Description
Consider the speech signal in “machali.wav”, sampled at 8 kHz. Consider the following signal
segments in the final word “pani”: (1) /a/ (first half); (2) /n/; (3) /I/; and (4) /s/ in the word “uska”.
Use PRAAT to extract the above segments to separate .wav files for further analyses as below.
1. Compute the narrowband spectrum using a Hamming window of duration = 30 ms before and
after pre-emphasis.
2. Using a 30 ms Hamming window centered in the pre-emphasized waveform:
(a) Compute the autocorrelation coefficients required for LPC calculation at various p =
4,6,8,10,12,20. Use the Levinson algorithm to compute the LP coefficients from the
autocorrelation coefficients. Show the pole-zero plots of the estimated all-pole filter for p=6,10.

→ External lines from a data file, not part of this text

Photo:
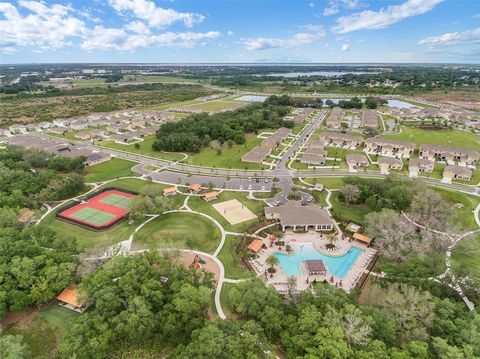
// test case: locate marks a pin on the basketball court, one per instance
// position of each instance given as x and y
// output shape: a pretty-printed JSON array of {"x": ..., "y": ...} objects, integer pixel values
[{"x": 234, "y": 211}]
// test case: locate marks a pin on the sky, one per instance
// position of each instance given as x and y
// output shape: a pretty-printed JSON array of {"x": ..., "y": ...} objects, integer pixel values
[{"x": 240, "y": 31}]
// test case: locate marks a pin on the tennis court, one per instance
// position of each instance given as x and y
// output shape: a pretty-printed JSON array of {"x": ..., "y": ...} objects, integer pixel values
[{"x": 101, "y": 211}]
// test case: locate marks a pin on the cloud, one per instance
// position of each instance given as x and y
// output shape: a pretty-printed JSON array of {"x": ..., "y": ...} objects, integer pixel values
[
  {"x": 310, "y": 34},
  {"x": 155, "y": 16},
  {"x": 461, "y": 44},
  {"x": 42, "y": 27},
  {"x": 334, "y": 6},
  {"x": 372, "y": 20}
]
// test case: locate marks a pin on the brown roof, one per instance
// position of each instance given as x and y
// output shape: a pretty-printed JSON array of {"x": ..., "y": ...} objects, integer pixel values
[
  {"x": 362, "y": 238},
  {"x": 256, "y": 245},
  {"x": 211, "y": 194},
  {"x": 70, "y": 296}
]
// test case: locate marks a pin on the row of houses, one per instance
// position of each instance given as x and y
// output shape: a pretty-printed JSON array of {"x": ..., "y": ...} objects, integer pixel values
[
  {"x": 259, "y": 153},
  {"x": 56, "y": 147},
  {"x": 117, "y": 121},
  {"x": 399, "y": 149}
]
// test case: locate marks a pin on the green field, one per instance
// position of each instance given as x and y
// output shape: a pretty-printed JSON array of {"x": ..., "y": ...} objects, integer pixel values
[
  {"x": 145, "y": 148},
  {"x": 42, "y": 331},
  {"x": 352, "y": 213},
  {"x": 216, "y": 105},
  {"x": 108, "y": 170},
  {"x": 233, "y": 266},
  {"x": 229, "y": 157},
  {"x": 462, "y": 216},
  {"x": 455, "y": 138},
  {"x": 198, "y": 204},
  {"x": 179, "y": 230}
]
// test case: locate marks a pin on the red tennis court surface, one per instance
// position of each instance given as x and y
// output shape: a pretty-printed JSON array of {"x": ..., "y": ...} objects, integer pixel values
[{"x": 101, "y": 211}]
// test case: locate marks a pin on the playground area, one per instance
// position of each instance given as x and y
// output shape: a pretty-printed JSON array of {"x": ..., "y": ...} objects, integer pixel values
[
  {"x": 194, "y": 261},
  {"x": 234, "y": 211},
  {"x": 100, "y": 212}
]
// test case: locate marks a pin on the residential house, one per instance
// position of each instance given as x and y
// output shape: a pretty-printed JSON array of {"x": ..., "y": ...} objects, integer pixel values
[
  {"x": 295, "y": 216},
  {"x": 369, "y": 118},
  {"x": 452, "y": 172},
  {"x": 256, "y": 155},
  {"x": 420, "y": 165},
  {"x": 355, "y": 161},
  {"x": 450, "y": 155},
  {"x": 340, "y": 140},
  {"x": 335, "y": 118},
  {"x": 389, "y": 163},
  {"x": 389, "y": 148}
]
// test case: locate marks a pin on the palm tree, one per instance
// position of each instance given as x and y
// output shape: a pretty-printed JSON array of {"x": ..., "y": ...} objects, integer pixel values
[
  {"x": 331, "y": 239},
  {"x": 272, "y": 261}
]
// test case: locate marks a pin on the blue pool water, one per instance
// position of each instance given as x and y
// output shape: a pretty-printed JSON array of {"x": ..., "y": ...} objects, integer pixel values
[{"x": 338, "y": 266}]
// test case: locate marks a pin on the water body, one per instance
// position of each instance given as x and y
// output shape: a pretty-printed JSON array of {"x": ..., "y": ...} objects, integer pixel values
[
  {"x": 252, "y": 98},
  {"x": 318, "y": 73},
  {"x": 336, "y": 265},
  {"x": 401, "y": 104}
]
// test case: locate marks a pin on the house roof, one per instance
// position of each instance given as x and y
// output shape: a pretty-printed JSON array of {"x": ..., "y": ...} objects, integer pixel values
[
  {"x": 255, "y": 245},
  {"x": 195, "y": 186},
  {"x": 292, "y": 214},
  {"x": 362, "y": 238},
  {"x": 70, "y": 296}
]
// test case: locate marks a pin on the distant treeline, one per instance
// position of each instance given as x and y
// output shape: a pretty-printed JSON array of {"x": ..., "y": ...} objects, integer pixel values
[{"x": 195, "y": 132}]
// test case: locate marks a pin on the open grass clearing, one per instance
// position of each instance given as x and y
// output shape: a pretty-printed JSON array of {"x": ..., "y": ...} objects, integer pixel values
[
  {"x": 179, "y": 230},
  {"x": 108, "y": 170},
  {"x": 234, "y": 268},
  {"x": 198, "y": 204},
  {"x": 144, "y": 148},
  {"x": 43, "y": 330},
  {"x": 228, "y": 157}
]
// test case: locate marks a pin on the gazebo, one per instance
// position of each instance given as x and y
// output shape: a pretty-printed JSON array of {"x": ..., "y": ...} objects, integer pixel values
[{"x": 315, "y": 266}]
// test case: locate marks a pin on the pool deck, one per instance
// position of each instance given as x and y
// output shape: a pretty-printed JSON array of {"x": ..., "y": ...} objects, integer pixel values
[{"x": 304, "y": 280}]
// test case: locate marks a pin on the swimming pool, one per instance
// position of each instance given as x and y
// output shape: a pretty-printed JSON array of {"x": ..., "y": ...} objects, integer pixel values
[{"x": 337, "y": 266}]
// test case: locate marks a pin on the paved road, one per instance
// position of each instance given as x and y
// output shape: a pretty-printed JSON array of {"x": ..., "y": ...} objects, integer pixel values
[{"x": 241, "y": 176}]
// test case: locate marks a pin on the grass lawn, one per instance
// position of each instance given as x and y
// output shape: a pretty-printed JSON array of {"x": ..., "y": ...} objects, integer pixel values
[
  {"x": 462, "y": 216},
  {"x": 92, "y": 240},
  {"x": 455, "y": 138},
  {"x": 198, "y": 204},
  {"x": 229, "y": 157},
  {"x": 43, "y": 330},
  {"x": 234, "y": 268},
  {"x": 226, "y": 306},
  {"x": 216, "y": 105},
  {"x": 108, "y": 170},
  {"x": 145, "y": 148},
  {"x": 328, "y": 182},
  {"x": 179, "y": 230},
  {"x": 89, "y": 239},
  {"x": 352, "y": 213}
]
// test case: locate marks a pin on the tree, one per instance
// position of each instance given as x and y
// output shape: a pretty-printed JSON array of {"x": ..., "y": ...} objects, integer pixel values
[
  {"x": 11, "y": 347},
  {"x": 412, "y": 310},
  {"x": 351, "y": 194}
]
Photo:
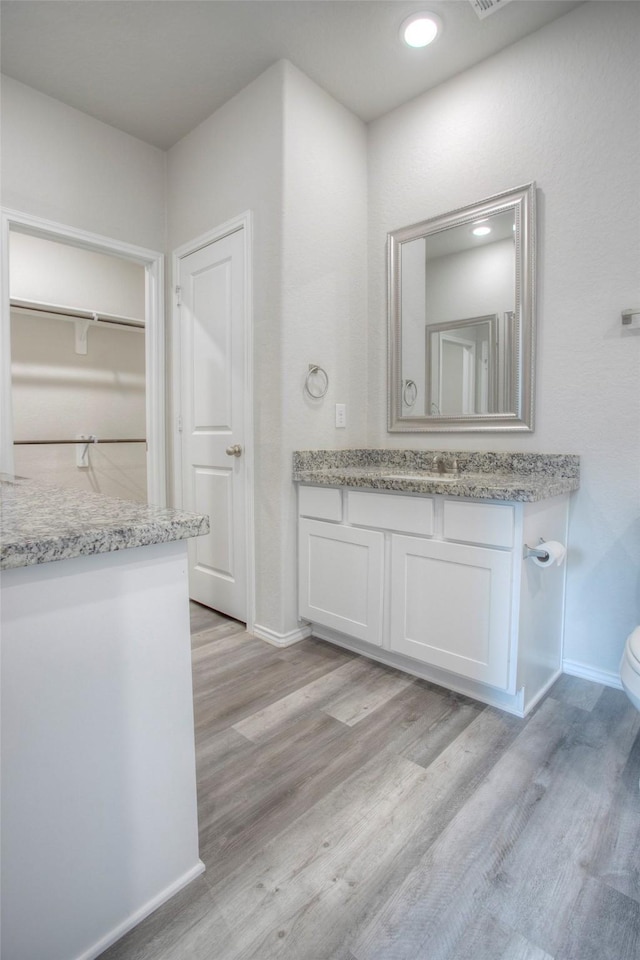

(b) Compute the gain and plot the LPC spectrum magnitude (i.e. the dB magnitude frequency
response of the estimated all-pole filter) for each order “p”. Superimpose each plot on the
narrowband dB magnitude spectrum of part 1. Comment on the characteristics of the spectra.
(c) Plot error signal energy (i.e. square of gain) vs p.
3. Based on the 10th-order LPCs, carry out the inverse filtering of one of the vowel segments and
of the unvoiced sound. Obtain the residual error signal. Can you measure the pitch period of the
voiced sound from the residual waveform? Observe the magnitude spectrum of the residual
signal.
4. Next, we wish to resynthesize the phone sounds from the parameters of the source-filter model
obtained above for p=10: pitch, gain, LP coefficients. Use the LP filter estimated above, and an
ideal impulse train input as source excitation (for the voiced sounds). Carry out de-emphasis.
For the unvoiced sound, use a white noise signal as source excitation. Set the duration of the
synthesized sound to be 300 ms at 8 kHz sampling frequency, and view/listen to your created
sound.
Make a single document presenting your method with relevant code fragments, results and discussion.